The article resonated with me, made me ask the same questions of my own life in this area. Why do I live here?
Some answers are easy. I like the natural beauty of the area, the lushness of the green in the summer and the gray hills and valleys in the winter. We have the Finger Lakes just to our north with their wineries and scenic vistas. I like the history of this area and the connections my family has in it. I like the familiarity of each place, knowing where things are and the ease of getting to them in this relatively small community. It is home, after all.
There are family connections as well although many folks have left the area or passed away and I don’t maintain great contact with the ones that remain.
That doesn’t sound like much. I think about my father who now lives in Florida. He had left this area after retiring in his 50’s, returning a time or two, the last after my mother died 15 years ago. Since that time he has split his time between Florida and here with his new partner. While here he is never really happy about it– actually, he’s miserable being here– and counts the days until he returns to Florida.
For years, I never understood how he could feel such misery in being here but the more I thought about it, the more I could see his perspective. He knew this area when it was larger and more vibrant, filled with friends and family and life. It must have been like seeing someone that you loved and remembered as young and strong start to die and emaciate before your eyes. Soon you see just a hoolow carcass of the person that was and you don’t even recognize them. Even sadder, they don’t recognize you. The relationship has changed and the only thing that keeps you around is some sort of loyalty to the memory of what once was.

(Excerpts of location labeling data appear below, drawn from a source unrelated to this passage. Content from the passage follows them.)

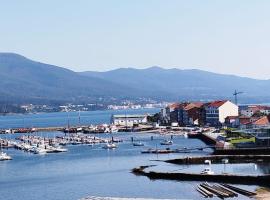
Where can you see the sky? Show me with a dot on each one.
(225, 36)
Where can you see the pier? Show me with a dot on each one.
(261, 180)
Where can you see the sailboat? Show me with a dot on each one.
(4, 156)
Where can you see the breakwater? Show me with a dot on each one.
(262, 180)
(217, 159)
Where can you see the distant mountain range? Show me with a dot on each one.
(23, 80)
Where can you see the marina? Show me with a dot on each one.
(87, 161)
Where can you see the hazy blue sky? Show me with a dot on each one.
(229, 36)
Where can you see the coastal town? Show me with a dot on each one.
(230, 133)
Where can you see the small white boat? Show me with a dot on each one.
(138, 144)
(39, 151)
(4, 156)
(109, 146)
(207, 171)
(167, 142)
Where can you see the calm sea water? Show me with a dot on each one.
(86, 170)
(61, 118)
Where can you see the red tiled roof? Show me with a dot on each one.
(262, 121)
(232, 117)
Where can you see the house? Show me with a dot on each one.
(258, 122)
(170, 113)
(217, 111)
(128, 120)
(262, 137)
(193, 114)
(232, 121)
(250, 110)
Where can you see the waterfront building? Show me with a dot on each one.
(250, 110)
(217, 111)
(128, 120)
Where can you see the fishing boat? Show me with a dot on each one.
(109, 146)
(207, 171)
(167, 142)
(4, 156)
(39, 150)
(138, 144)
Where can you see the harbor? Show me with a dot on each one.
(84, 162)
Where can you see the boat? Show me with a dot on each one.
(138, 144)
(109, 146)
(207, 171)
(4, 156)
(39, 150)
(167, 142)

Staying becomes painful.
Maybe that’s overstating it. I don’t know.
Why I live here remains a difficult question to answer. It’s the only place where I feel a connection to the place and my ancestry but is that enough? Where we live is a relationship and like all relationships, there are negative aspects we must accept in order to maintain that relationship. When the negatives far outweigh the positives, we tend to break off the relationship, or, at least, we should.
Hard questions to ask, even harder to answer. I hope Mr. Cleary finds an answer that satisfies his life and needs. I know his article has made me think.

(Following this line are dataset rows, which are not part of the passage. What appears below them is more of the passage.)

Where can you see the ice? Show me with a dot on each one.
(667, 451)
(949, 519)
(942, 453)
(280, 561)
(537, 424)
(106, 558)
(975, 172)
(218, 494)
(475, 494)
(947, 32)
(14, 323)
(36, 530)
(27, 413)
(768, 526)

With overnight temperature beginning to reliably dip below freezing, many of us ask ourselves, ”Why do we still live here?” It’s an annual question to which we hope to receive a satisfactory answer . . . in the Spring.
While I understand that the weather is a factor for many, it doesn’t really play into my personal equation. I like the cold weather and am not a fan of the heat. But I do like the Spring and the other change of seasons here.

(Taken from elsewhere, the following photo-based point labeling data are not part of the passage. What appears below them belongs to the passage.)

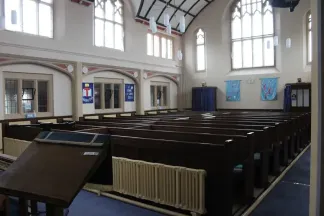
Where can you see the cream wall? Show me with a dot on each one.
(290, 62)
(128, 106)
(172, 92)
(62, 86)
(73, 41)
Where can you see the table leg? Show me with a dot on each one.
(23, 207)
(52, 210)
(33, 207)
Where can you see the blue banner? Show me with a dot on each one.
(87, 93)
(233, 90)
(129, 92)
(269, 89)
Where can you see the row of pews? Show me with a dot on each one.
(191, 162)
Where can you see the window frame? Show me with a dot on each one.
(165, 103)
(308, 20)
(38, 2)
(233, 6)
(196, 50)
(104, 32)
(112, 82)
(160, 36)
(20, 77)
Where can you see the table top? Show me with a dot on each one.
(51, 173)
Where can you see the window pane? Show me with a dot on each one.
(108, 96)
(119, 37)
(97, 93)
(257, 24)
(201, 57)
(170, 49)
(42, 89)
(149, 44)
(109, 35)
(268, 23)
(246, 23)
(28, 96)
(236, 28)
(109, 11)
(257, 53)
(156, 46)
(164, 47)
(99, 32)
(11, 96)
(45, 20)
(47, 1)
(152, 96)
(13, 15)
(237, 54)
(268, 52)
(310, 46)
(29, 17)
(247, 53)
(116, 96)
(165, 94)
(99, 10)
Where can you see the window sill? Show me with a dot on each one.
(254, 71)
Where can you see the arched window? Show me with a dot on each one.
(200, 50)
(309, 37)
(109, 30)
(252, 34)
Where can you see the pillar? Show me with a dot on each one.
(316, 207)
(77, 106)
(140, 94)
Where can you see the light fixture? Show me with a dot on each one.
(168, 29)
(180, 55)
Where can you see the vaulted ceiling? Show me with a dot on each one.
(175, 8)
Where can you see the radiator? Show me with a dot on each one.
(179, 187)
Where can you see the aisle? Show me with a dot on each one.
(290, 197)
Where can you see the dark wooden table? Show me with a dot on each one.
(52, 173)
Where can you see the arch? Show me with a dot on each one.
(165, 76)
(113, 70)
(39, 63)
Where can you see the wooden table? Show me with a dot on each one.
(53, 172)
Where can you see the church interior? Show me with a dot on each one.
(143, 107)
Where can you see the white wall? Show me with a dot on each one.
(62, 86)
(73, 41)
(128, 106)
(290, 63)
(172, 93)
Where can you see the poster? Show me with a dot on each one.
(129, 92)
(269, 89)
(87, 93)
(233, 90)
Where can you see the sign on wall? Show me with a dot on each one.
(87, 93)
(129, 92)
(233, 90)
(269, 89)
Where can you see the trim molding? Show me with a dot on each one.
(82, 54)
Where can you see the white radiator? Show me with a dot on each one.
(179, 187)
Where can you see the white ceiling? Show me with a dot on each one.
(145, 9)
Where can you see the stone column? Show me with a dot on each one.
(77, 106)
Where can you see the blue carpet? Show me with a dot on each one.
(290, 197)
(89, 204)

It occurs to me there really are two questions. One is Mr. Cleary’s: “Why do we still live here?”
The other, perhaps more difficult, is: “Where would we go?”
I lived happily in the very middle of Houston in the 1980s. I would no more move into Houston now than I would – well, I just wouldn’t.
I loved growing up in my mid-sized Iowa town. I just was there. Would I move back? No, and not just because of the winter.
I dream of being able to go back to the cabin in the woods I loved so dearly, west of San Antonio. Would I go back? Certainly – but I can’t, because I can’t afford to repurchase what was let go.
I think there may be a third question worth asking: given the new realities of life, how do I live? Those realities can be the realities of age, social change, financial loss – anything. Sometimes moving is the best option. But moving to escape is one thing. Moving to achieve a particular goal is another.
You make many good points, especially in asking “how do I live?” I know there is an element of the grass-is-always-greener in asking such a question. Maybe this is only a question for those who find themselves living in the hometowns of their childhood, who have never even considered the possibility of living elsewhere. As is often the case, I only ask the questions and have few answers.